Monday Mimisms ~ Behind The Drugstore Door

"Oh my! You were standing so still I thought you were a mannequin!" said the bleary-eyed man in the store of sleep deprived and grouchy people. No electricity will do that to a crowd. Such is the ice storm we are recovering from and that is the reason I was standing so very still in the corner of the pharmacy near the windy freezing automatic door that day - charging my cellphone.
All the chargers had been sold. All the milk had been sold. All the cough medicine had been sold. All the batteries. As luck would have it, one lonely stoplight on one lonely icy corner still remained functional and this small lucky store happened to be on that corner. People flowed in and out constantly, some in their pajamas, most looking tired and weary after a day and night with no power - and me - trying to charge up my phone so I could call and check on my mama. They were kind enough to let me use their outlet. But there was no chair. I had to stand up for an hour watching all form of humanity (and some former students with a "Hi, Miss Mimi!") file in and out as they were forced to look at me.

I was bored.
And conspicuous.
In a pink fuzzy hat and pink fuzzy gloves
by the automatic door
that blew in icy visitors


So, when the bleary-eyed man jumped in fear and spoke to me I replied, "No. I'm quite real. But what a great idea. Thanks! I'll be a mannequin."
Then I gave him a Queen wave and froze it midstream in the air.
Have you ever seen a perplexed and frightened look on the face of a stranger? He speechlessly scurried away and didn't wave back.

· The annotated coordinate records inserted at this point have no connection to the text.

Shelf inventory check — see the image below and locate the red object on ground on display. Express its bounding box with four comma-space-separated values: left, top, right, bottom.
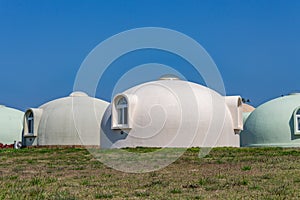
0, 143, 14, 149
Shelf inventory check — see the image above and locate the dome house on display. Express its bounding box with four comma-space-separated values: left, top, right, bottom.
0, 105, 24, 144
101, 75, 243, 148
241, 93, 300, 147
22, 92, 109, 146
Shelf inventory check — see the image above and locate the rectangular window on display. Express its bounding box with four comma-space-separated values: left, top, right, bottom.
297, 115, 300, 132
123, 107, 128, 124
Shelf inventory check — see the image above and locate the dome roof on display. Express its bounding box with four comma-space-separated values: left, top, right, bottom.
0, 105, 24, 144
158, 74, 181, 80
24, 92, 109, 146
241, 95, 300, 146
101, 79, 239, 147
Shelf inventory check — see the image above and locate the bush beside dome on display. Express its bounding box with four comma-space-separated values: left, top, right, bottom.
241, 94, 300, 147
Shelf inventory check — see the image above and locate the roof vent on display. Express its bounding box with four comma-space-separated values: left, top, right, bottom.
158, 74, 181, 80
70, 91, 88, 97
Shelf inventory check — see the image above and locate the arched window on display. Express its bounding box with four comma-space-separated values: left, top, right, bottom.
27, 112, 34, 134
296, 109, 300, 132
116, 97, 128, 125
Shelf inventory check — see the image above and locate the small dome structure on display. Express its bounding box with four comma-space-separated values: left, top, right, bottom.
241, 94, 300, 147
101, 78, 243, 148
22, 92, 109, 146
0, 105, 24, 144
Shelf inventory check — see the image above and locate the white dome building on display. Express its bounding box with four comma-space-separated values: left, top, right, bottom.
22, 92, 109, 146
0, 105, 24, 144
100, 76, 243, 148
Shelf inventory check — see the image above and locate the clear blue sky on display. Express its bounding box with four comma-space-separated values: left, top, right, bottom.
0, 0, 300, 110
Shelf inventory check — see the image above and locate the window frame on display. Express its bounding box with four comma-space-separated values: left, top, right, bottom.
111, 95, 130, 129
294, 107, 300, 135
27, 112, 34, 135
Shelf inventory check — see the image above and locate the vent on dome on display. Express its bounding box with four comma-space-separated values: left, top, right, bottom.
158, 74, 181, 80
70, 91, 88, 97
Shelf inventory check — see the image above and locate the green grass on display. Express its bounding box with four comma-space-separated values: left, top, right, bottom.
0, 148, 300, 199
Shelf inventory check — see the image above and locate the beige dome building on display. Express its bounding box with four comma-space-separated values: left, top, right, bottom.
22, 92, 109, 146
100, 76, 243, 148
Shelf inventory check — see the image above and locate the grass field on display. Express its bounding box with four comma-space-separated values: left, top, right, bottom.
0, 148, 300, 199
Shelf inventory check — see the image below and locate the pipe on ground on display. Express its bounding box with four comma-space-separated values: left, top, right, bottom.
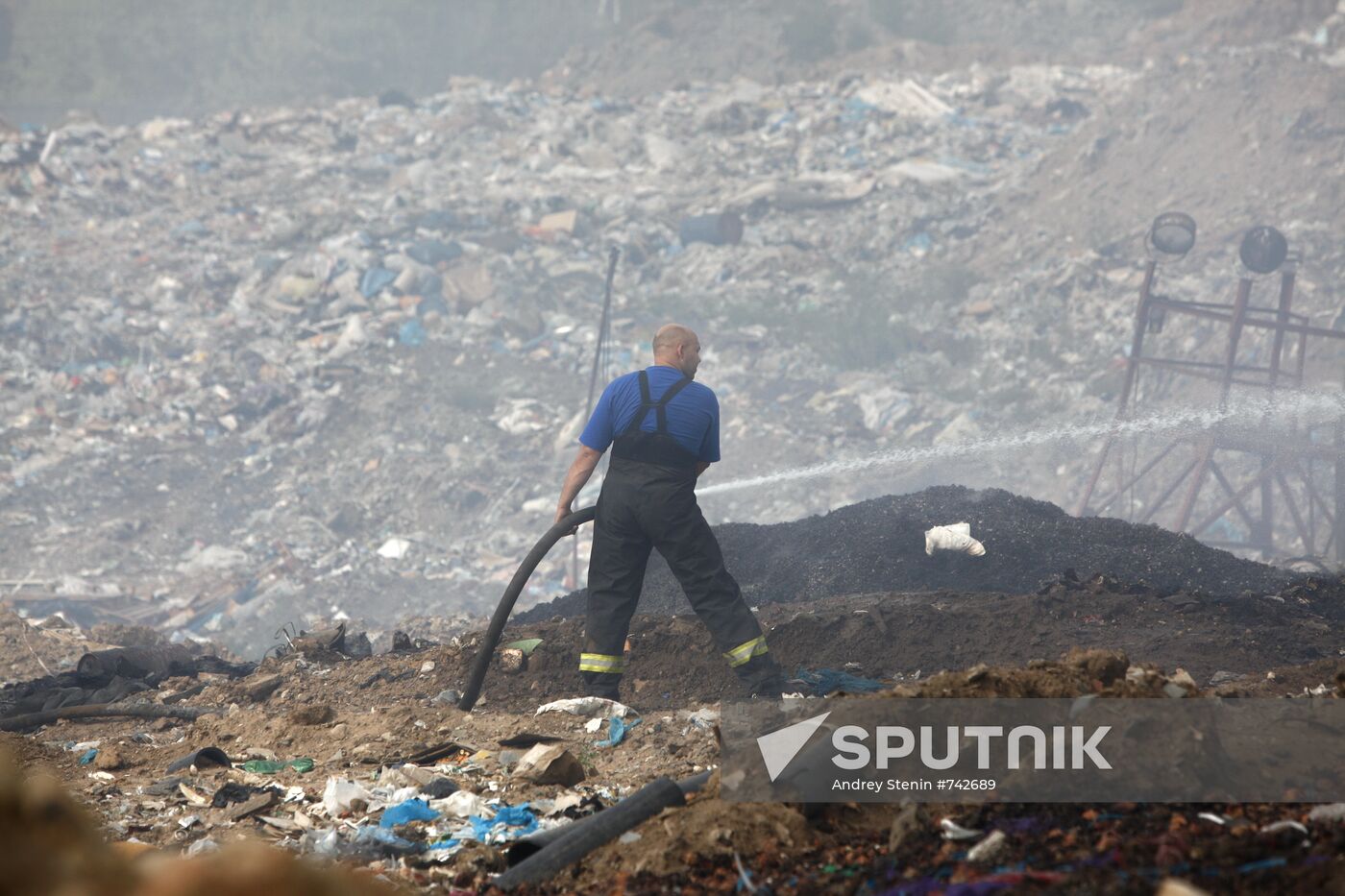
491, 772, 710, 890
504, 771, 713, 868
457, 506, 598, 712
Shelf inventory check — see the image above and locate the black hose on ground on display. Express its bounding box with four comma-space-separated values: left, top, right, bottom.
0, 704, 225, 731
457, 506, 598, 711
504, 771, 713, 868
491, 772, 709, 889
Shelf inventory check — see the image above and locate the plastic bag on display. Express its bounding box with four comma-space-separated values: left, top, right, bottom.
925, 523, 986, 557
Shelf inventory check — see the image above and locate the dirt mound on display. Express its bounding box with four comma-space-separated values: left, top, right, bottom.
518, 486, 1294, 621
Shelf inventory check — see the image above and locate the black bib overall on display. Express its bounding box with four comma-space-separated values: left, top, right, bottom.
579, 370, 784, 699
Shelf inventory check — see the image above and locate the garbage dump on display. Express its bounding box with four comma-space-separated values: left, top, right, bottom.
0, 0, 1345, 896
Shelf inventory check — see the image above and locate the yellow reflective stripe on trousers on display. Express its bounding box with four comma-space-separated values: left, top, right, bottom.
723, 635, 766, 667
579, 654, 625, 674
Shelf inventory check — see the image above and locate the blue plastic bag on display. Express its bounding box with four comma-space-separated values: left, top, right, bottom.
378, 799, 438, 828
598, 715, 640, 747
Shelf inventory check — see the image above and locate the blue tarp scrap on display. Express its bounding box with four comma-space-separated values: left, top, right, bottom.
794, 668, 882, 697
598, 715, 640, 747
430, 803, 537, 849
339, 826, 425, 856
378, 799, 438, 828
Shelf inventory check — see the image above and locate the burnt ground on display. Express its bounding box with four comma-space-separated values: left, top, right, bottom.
515, 486, 1298, 621
438, 572, 1345, 709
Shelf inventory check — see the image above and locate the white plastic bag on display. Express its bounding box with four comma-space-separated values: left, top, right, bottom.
532, 697, 631, 718
925, 523, 986, 557
323, 778, 374, 818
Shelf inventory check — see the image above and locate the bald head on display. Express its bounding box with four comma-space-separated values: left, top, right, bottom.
653, 325, 700, 379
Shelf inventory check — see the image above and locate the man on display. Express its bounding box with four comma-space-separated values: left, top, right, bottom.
555, 325, 784, 699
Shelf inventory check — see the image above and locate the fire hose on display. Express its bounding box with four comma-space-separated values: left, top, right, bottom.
457, 506, 598, 711
491, 771, 712, 890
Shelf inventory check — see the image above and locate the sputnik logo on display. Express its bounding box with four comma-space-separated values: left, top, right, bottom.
757, 712, 831, 783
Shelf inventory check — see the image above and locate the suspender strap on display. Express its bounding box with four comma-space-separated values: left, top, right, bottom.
653, 370, 692, 434
624, 370, 692, 434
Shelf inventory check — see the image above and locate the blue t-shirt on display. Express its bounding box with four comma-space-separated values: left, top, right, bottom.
579, 365, 720, 464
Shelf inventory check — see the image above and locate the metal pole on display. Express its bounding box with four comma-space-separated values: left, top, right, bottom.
1257, 269, 1311, 560
1075, 258, 1158, 517
571, 246, 622, 588
1177, 278, 1252, 534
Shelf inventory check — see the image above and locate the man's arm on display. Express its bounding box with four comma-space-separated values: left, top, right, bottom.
555, 446, 602, 522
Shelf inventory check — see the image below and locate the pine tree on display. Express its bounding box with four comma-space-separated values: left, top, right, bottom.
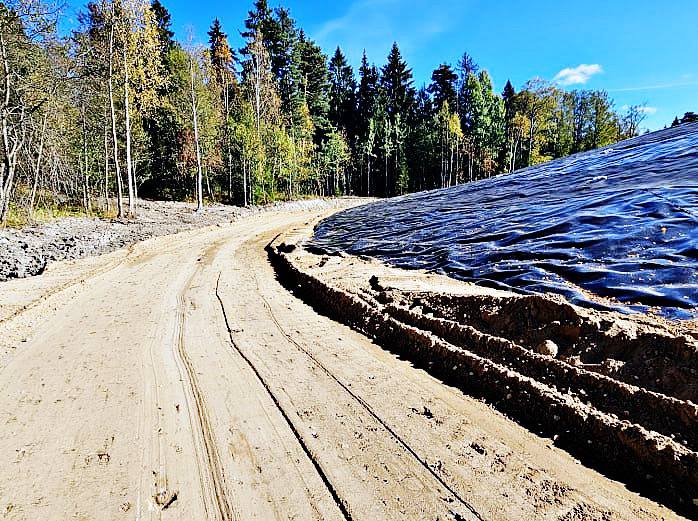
428, 64, 458, 108
380, 43, 415, 119
328, 47, 356, 136
150, 0, 175, 54
207, 18, 236, 85
297, 31, 330, 144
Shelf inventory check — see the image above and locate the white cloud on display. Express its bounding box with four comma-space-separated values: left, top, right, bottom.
621, 105, 657, 116
553, 63, 603, 85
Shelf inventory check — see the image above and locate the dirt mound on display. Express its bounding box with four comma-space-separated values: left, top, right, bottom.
0, 198, 352, 281
268, 222, 698, 515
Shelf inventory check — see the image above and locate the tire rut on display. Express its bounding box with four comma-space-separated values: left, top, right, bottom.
253, 266, 483, 520
216, 273, 353, 521
175, 260, 240, 521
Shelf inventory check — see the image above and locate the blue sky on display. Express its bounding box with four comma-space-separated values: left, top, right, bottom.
61, 0, 698, 130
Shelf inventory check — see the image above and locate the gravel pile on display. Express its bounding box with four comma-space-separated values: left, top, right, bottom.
0, 199, 348, 281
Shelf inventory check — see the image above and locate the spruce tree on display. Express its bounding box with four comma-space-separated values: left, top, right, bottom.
428, 64, 458, 109
380, 43, 415, 120
329, 47, 356, 136
297, 31, 330, 144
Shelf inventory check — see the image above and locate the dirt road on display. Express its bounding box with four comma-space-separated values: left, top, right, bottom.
0, 212, 676, 520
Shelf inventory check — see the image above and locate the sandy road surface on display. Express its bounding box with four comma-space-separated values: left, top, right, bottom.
0, 212, 675, 520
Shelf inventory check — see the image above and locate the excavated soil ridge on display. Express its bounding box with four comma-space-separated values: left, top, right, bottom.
268, 225, 698, 516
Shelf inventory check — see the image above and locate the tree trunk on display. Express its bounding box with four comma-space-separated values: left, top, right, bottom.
104, 110, 110, 212
124, 45, 136, 217
189, 58, 204, 212
29, 113, 48, 217
109, 23, 124, 218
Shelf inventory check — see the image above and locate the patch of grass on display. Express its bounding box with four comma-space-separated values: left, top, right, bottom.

I got some strange looks, there in the small town charging zone. A little boy about eight-years-old towed by his grandmother smiled and winked at me. "Don't talk to it," she said as she pulled him out the door away from the crazy pink hat lady.


I followed people with my eyes like those spooky movie pictures on the wall, trying to stand as still as possible, stretching my imagination to its limits. Why not? I hadn't been on a self-imposed story-seeking adventure like this one in a long time.

Soon my hand had to drop to my side and a very tall and lovely man with a furry hat struck up a conversation as he waited in the checkout line. "Charging my phone," I said. "Ohhhhh...," he laughed.  And we shared a few storm stories and chit-chat before he left into the setting-sun sky with bottled water and chips.  Except for the perceptive child and one other lady who offered her house and wood stove fire until the power was restored, no one else said a word.


Oh, what a great blog post! And then the wind changed as a strange new revelation began to dawn. Perhaps I'd been cold, sleepless and in the dark too long. Or perhaps....

Time to be still again. Only 21% charged said my cellphone screen. It was going to be awhile. After a few more minutes a new crop of cold and hungry townspeople staggered in. Based on the curiously wary looks I received, it finally occurred to me that perhaps people thought I was a homeless person standing by the door just to be inside a warm building. Two plastic bags at my feet, a purse, and a long black coat with mud-splashed tennis shoes from the trek down my slushy driveway. Yep. I looked homeless.

This must be what it feels like.
A spectacle. Pitied. Avoided. A person to yank your children away from. Someone whose eyes you didn't want meeting yours. How cruel it must be to watch families shopping together when you have no family of your own. How hurtful hearing the ring-ring of the cash register as the food you might desperately need is slung across a privileged counter as money counts from a privileged purse. I wondered. How do people go on? 
Why don't they all lose their minds? I think I would.  I unbuttoned my coat and unwound my pride. I wanted to know what it felt like to take that in and fight the urge to defend my societal status. I decided to stay in that wondering for awhile until I was full of the feeling. How odd that an unexpected ice storm had set the stage for my brief but startling journey into odd and curious stares.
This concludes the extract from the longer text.